America’s governance mind: FUBAR

by divorced one like Bush
UPDATED: Jim Watt  Remember him?

If you did not see it, go watch this weeks Bill Moyers Journal.  Part 2 is here.

From the second part we get all we need to know about where we’re going regarding government for, of and by the people and how little regard there is at the top for the seriousness of such a declaration and its implementation in perpetuity.

BILL MOYERS: Let me show you something that Ben Bernanke said to the annual meeting of economists earlier this week, last Sunday, I think it was.

BEN BERNANKE: The best response to the housing bubble would have been regulatory, not monetary. Stronger regulation and supervision aimed at problems with underwriting practices and lenders’ risk management would have been a more effective and surgical approach for constraining the housing bubble than a general increase in interest rates.

DAVID CORN: Whoops.

BILL MOYERS: Whoops what?

DAVID CORN: Well, now he’s saying what a lot of us said earlier? That we should have had better regulation, you know, rather than just fiddling with interest rates?…

BILL MOYERS: You have a great chart in your story in “Mother Jones” on that.

DAVID CORN: I mean, my favorite one that I wrote about, and I don’t know him personally. He could be a great guy. Never even met him. I tried to interview him, but he wouldn’t consent. Mark Patterson. He’s the chief of staff for Timothy Geithner, the Treasury Department Secretary. He was a lobbyist for Goldman Sachs. What did he do as a lobbyist for Goldman Sachs? He lobbied against a bill in the Senate to restrain it was a very modest bill, to restrain CEO compensation.

Basically, gave shareholders the right to say, “We think you’re paying them too much.” It wasn’t even mandatory. It wouldn’t even cut back pay. He you know, Goldman Sachs would have none of that. He lobbied against that bill. Who authored that bill? Barack Obama, when he was a Senator. So, the guy who fought Barack Obama on CEO pay, an issue that Barack Obama says he cares about. And I believe he does. Is now running the Treasury Department for Tim Geithner. I mean, this really doesn’t make a lot of sense to me.

Yeah. Makes no sense to me either. In fact, the only mind that can make sense of such dichotomy in purpose and intent is a schizophrenic mind.

UPDATE
In responding to a comment by Guest who I assume is Cantab (we forget to check our sign-in names, Oh well), I mentioned James Watt.

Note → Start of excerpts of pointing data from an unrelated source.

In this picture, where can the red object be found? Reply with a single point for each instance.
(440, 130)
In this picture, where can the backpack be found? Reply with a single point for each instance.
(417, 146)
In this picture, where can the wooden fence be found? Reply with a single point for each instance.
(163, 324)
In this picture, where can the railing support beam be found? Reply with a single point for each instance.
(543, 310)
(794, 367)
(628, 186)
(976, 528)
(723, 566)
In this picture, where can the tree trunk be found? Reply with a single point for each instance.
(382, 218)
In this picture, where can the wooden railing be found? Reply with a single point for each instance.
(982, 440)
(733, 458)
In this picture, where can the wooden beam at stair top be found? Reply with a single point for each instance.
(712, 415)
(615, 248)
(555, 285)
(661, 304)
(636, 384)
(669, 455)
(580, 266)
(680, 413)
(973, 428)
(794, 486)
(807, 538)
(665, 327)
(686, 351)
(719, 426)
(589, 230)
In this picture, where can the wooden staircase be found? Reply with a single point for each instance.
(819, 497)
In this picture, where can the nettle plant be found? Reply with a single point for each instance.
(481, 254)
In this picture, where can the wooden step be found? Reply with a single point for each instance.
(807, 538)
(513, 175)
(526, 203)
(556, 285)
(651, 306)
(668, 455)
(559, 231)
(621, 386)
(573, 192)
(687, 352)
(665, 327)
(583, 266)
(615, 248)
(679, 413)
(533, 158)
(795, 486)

Jim Watt’s experiences during and after his term as Secretary of the Interior is the perfect book end to Mark Patterson mentioned above. Back when Jim boy was Secretary, he got his ass booted. Sure, he created some messes. He was after all, the prototype for what we have in our administrative offices of our government.

From Wiki:

For over two decades, Watt held the record for protecting the fewest species under the Endangered Species Act in United States history… According to the environmental groups, Watt decreased funding for environmental programs,[5] restructured the department to decrease federal regulatory power,[5] wished to eliminate the Land and Water Conservation Fund (which had been designed to increase the size of National Wildlife Refuges and other protected land),[5] eased regulations on oil[5] and mining[6][5] companies, and favored opening wilderness areas and shorelands for oil and gas leases.[5]…In 1983, Watt banned The Beach Boys from playing a Fourth of July concert on the National Mall in Washington, D.C., saying that rock concerts drew “an undesirable element”; the group had played each year on the Mall on the Fourth of July from 1976 to 1981.

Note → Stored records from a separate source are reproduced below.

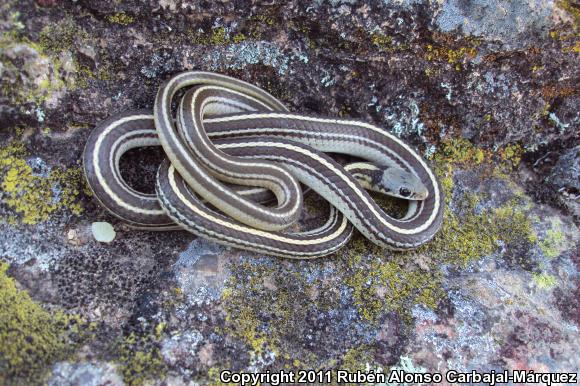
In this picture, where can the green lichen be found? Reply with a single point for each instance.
(544, 281)
(380, 286)
(554, 242)
(382, 42)
(140, 358)
(460, 152)
(357, 358)
(452, 56)
(217, 36)
(59, 37)
(33, 197)
(243, 321)
(31, 338)
(121, 18)
(573, 9)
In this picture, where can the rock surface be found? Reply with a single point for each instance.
(486, 90)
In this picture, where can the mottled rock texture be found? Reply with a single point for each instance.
(486, 90)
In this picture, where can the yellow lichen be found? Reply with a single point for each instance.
(554, 242)
(544, 281)
(382, 42)
(141, 359)
(121, 18)
(380, 286)
(34, 197)
(31, 338)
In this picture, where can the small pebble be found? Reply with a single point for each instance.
(103, 232)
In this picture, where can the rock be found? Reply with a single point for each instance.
(485, 90)
(103, 232)
(565, 175)
(85, 373)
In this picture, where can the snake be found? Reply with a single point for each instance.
(236, 160)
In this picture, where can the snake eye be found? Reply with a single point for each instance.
(404, 192)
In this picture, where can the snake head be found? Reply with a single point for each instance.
(399, 183)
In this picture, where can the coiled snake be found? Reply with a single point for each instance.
(231, 144)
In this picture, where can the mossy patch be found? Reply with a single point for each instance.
(140, 357)
(121, 18)
(31, 338)
(218, 36)
(453, 56)
(382, 42)
(33, 196)
(381, 285)
(554, 241)
(544, 281)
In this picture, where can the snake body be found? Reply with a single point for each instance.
(230, 131)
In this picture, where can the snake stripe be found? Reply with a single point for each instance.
(227, 132)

But, unlike Bush’s Metal of Freedom winners, Watt’s got booted. Sure, it took this to do it:

A public controversy erupted after a speech by Watt on September 21, 1983, when he said about his staff: “I have a black, a woman, two Jews and a cripple. And we have talent.”[13] Within weeks of making this statement, Watt submitted his resignation letter.[13][14]

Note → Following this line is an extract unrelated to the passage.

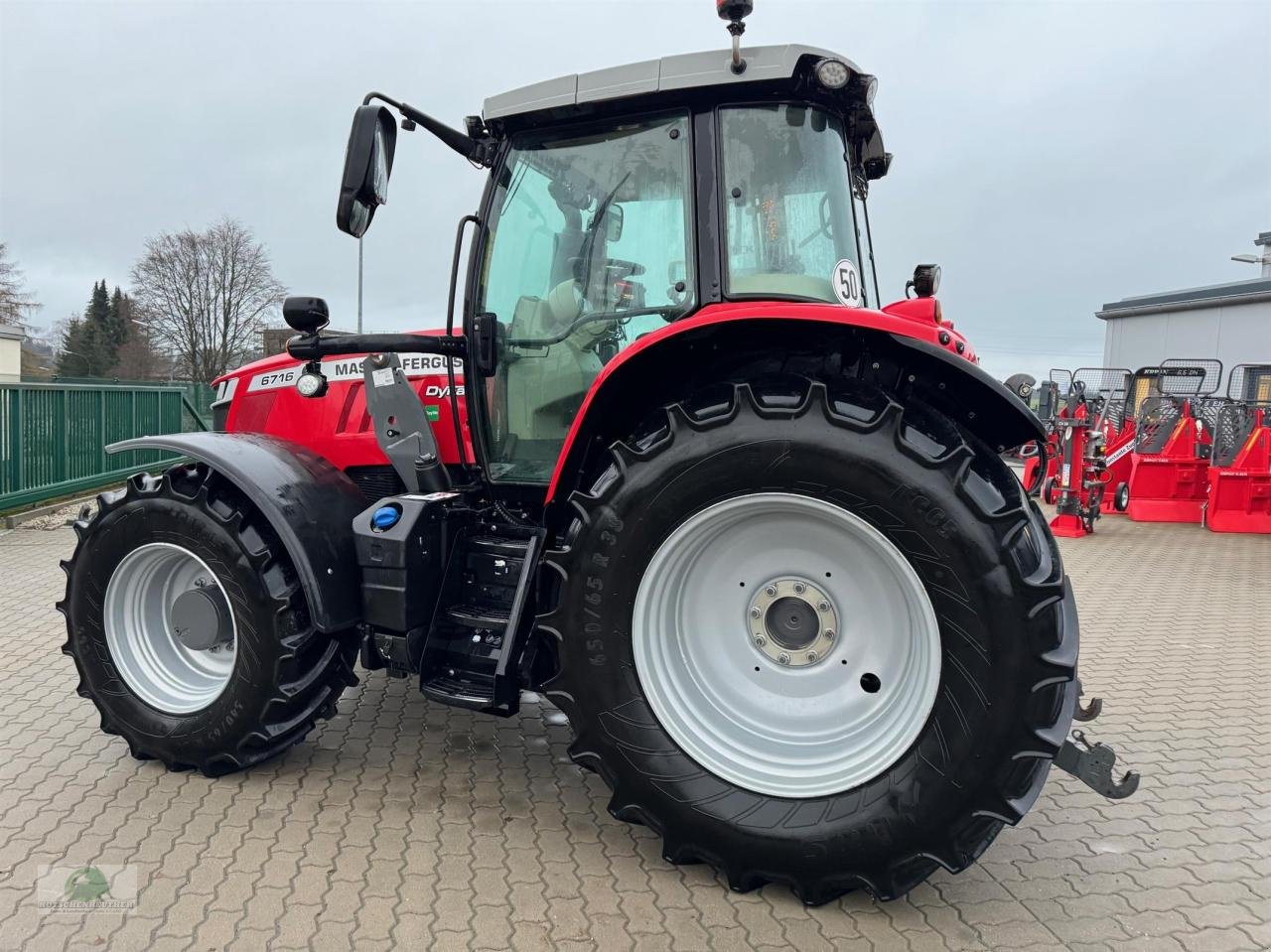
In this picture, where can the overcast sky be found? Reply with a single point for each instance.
(1050, 155)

but at least it was done. Not now though. Such countervailing, diametric behavior is apparently immune to public desire.

Worse though, is the loss of memory when people acted up-front. Jim Watt’s never hide his ideology. Also is the loss of memory of what justice used to mean in America:

In 1995, Watt was indicted on 25 counts of felony perjury and obstruction of justice by a federal grand jury.[15] The indictments were due to false statements made to a grand jury investigating influence peddling at the Department of Housing and Urban Development, which he had lobbied in the mid to late 1980s. On January 2, 1996, as part of a plea bargain, Watt pleaded guilty to one misdemeanor count of withholding documents from a federal grand jury. On March 12, 1996 he was sentenced to five years’ probation and ordered to pay a $5,000 fine and perform 500 hours of community service.[16]

Now we call it “politicizing government”.